I am not prepared to process the fact that it is mid-August. Where, exactly, did the summer go? Where, exactly, did my sweet baby Lime go, and who is this toddler who no longer crawls at all? Who is this love who imitates strings of three syllables, who points at things (sometimes including his father) and says "Dah!" with great enthusiasm and conviction? Who is this rapidly moving little cherub who, if dinner does not appear fast enough, will be seated next to his best friend, Daphne the cat, at the food dish, sharing her kibble? I wish this last question was an exaggeration, or at least was not a reflection of the truth quite as often as it is, but there you have it. We buy high quality cat food that is high in protein and low in ash, so that's some consolation.
Lemon will be 3 this coming Friday. He is bursting with intelligence and dexterity that he doesn't yet know how to direct. So, a lot of it is applied to tasks that, intentionally or otherwise, drive his parents to distraction. Case in point, our ongoing battle with nutrition. Some of you will remember that during July he managed to gain a precious pound, and I don't want to discount that accomplishment. But, he's managed that with a complete tube feeding 5 nights out of 7, which makes me wonder what we could achieve if we were hitting 7 of 7. What happens those other nights, you may ask. Well, here are some things that have happened lately:
1. Lemon knows (and has known for some time) how to disconnect the feeding tube from the button on his belly. When he does that, the pump, feeling no resistance, continues to pump, such that the formula goes all over the sheets, PJs, etc, until the bag is empty. Last night, Lemon decided that his formula-soaked bed was no longer suitable for sleeping and used his mostly-dry quilt to construct himself a nest on the floor, which is where I found him when the pump finished its cycle at 3 a.m. Much laundry ensues.
2. Lemon has mastered the art of turning off the pump. A pump that is off makes no noises to alert one's parents that it is off, and if it's off, no food goes from the bag into the boy. At least no laundry is required to deal with this failure mode.
3. Lemon has mastered the art of turning down the rate on the pump. This results in a confused mama waking up at 3 a.m. wondering why she hasn't heard the pump alarm go off. Ultimately, against her better instincts, she stumbles into his bedroom and gazes in half-awake stupor at the number displayed on the pump's screen, attempting to determine its relationship with 83, which is the number that should be there. Upon determining conclusively that, yes, 42 is distinctly less than 83, she is forced to shut off the pump even though there is still formula left in the bag, since morning therapy is only 2.5 hours away. Again, no laundry required, but, seriously, the things you never expect to confront as a parent...

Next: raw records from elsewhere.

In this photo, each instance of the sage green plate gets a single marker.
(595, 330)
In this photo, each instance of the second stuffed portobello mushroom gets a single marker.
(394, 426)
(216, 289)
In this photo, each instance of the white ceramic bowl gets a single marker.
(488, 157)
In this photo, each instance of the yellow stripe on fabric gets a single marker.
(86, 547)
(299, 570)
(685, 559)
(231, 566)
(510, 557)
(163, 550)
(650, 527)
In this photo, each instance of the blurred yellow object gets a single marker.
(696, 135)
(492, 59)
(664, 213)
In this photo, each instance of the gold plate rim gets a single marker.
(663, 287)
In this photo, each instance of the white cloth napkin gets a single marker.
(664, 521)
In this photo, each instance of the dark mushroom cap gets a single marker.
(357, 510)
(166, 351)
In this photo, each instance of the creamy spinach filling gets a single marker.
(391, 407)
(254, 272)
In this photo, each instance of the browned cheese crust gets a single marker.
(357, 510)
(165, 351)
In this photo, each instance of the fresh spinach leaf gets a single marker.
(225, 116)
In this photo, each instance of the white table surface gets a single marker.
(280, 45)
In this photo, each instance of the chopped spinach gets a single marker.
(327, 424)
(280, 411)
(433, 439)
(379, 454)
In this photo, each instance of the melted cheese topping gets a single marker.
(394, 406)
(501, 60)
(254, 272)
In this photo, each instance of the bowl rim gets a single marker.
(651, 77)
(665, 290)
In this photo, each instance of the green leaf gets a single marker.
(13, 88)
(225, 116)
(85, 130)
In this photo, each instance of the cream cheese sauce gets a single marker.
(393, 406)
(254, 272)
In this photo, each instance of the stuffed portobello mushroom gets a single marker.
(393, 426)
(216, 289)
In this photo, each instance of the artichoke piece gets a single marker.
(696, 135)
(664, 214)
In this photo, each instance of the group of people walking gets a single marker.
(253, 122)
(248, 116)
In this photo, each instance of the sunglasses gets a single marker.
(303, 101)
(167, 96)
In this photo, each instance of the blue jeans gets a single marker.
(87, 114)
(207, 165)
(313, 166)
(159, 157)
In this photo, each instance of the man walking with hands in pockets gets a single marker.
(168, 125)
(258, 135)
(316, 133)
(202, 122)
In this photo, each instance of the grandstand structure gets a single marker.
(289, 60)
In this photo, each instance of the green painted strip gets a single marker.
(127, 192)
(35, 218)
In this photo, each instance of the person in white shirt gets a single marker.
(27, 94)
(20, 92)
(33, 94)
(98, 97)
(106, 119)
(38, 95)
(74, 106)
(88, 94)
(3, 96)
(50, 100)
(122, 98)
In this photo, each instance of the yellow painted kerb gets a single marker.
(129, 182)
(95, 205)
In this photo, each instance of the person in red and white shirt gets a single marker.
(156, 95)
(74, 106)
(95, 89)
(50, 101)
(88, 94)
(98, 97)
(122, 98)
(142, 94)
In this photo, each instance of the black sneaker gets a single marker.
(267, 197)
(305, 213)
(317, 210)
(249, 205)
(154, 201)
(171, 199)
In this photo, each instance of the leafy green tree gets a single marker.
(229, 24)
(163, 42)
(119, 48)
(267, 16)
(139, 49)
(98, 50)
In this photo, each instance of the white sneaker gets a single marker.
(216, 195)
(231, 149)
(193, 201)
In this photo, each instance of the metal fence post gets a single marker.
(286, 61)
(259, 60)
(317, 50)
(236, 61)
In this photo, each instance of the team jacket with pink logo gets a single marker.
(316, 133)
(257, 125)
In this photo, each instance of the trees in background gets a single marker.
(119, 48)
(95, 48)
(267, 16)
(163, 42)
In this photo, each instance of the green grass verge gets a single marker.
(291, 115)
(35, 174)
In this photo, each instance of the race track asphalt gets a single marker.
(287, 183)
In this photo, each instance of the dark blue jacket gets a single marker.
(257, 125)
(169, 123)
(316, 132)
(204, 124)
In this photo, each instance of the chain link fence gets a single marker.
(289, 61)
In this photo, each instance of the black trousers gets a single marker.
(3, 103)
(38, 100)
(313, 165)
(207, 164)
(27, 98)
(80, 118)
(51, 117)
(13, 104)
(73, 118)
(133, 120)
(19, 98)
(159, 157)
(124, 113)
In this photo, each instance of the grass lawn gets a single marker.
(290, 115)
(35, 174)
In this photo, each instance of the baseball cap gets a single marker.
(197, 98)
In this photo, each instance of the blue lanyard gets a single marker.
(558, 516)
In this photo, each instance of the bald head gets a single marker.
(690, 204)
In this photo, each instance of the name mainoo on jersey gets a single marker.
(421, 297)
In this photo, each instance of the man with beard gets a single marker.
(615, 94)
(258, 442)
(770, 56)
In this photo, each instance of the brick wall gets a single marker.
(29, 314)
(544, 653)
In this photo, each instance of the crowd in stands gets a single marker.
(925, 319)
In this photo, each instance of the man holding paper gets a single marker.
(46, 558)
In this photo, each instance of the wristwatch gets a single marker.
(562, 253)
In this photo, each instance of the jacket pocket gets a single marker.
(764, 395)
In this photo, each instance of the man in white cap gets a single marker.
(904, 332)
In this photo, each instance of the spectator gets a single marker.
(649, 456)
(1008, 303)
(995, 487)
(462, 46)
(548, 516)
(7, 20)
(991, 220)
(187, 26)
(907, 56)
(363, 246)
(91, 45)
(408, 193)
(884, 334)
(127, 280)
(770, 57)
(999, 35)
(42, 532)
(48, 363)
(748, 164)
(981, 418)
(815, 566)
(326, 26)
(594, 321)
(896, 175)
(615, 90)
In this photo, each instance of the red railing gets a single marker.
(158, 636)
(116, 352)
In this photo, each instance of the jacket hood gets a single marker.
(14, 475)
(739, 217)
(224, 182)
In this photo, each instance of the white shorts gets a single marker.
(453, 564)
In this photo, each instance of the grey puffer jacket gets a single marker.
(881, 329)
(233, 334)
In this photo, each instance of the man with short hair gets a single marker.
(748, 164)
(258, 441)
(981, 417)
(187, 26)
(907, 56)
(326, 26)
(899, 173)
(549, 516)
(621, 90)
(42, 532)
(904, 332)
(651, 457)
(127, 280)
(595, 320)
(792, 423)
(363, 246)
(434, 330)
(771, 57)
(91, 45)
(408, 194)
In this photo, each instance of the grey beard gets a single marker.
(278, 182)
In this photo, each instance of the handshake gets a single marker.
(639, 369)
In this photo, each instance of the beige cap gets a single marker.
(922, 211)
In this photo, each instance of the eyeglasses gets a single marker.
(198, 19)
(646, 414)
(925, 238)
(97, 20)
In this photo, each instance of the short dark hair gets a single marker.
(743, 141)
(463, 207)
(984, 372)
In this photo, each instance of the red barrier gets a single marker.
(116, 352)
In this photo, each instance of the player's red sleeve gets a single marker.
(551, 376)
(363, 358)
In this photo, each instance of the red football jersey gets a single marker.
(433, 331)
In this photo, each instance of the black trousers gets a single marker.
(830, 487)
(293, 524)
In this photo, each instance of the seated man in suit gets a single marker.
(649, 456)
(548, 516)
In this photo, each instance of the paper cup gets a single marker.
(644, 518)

4. Puking. We still don't know exactly why this happens so much, probably twice a month. This week, it was definitely the result of actual illness, since Lemon ran a temperature of 102 for a couple of days, probably the same thing Lime had a week or so ago since the symptoms were more or less identical. But most of the time, it seems random. I used to think that it was due to our incomplete mastery of Lemon's digestive chemistry and mechanics, which may still be a big contributor. But, an equal contributor, I believe, is a combination of Lemon's very sensitive gag reflex plus his desire to stick toys or other objects really far into is mouth, especially when bored. He doesn't seem to be particularly bothered by puking. In fact, it seems like he finds the whole thing rather exciting, since both Mama and Papa stagger in, turn on the lights no matter the time of night, strip the bed, strip the Lemon, wipe down various surfaces and body parts with appropriate cleaning supplies, remake and reclothe, re-sing and re-tuck, and so forth. I wish we could make less of a big deal about it, but we've got to clean up, right? And, so much laundry. So much.
Ever onward, as they say. If 5 nights out of 7 works, then so be it. He won't be 3 forever, just for the next year. We will make it--I hope the same can be said of our washing machine.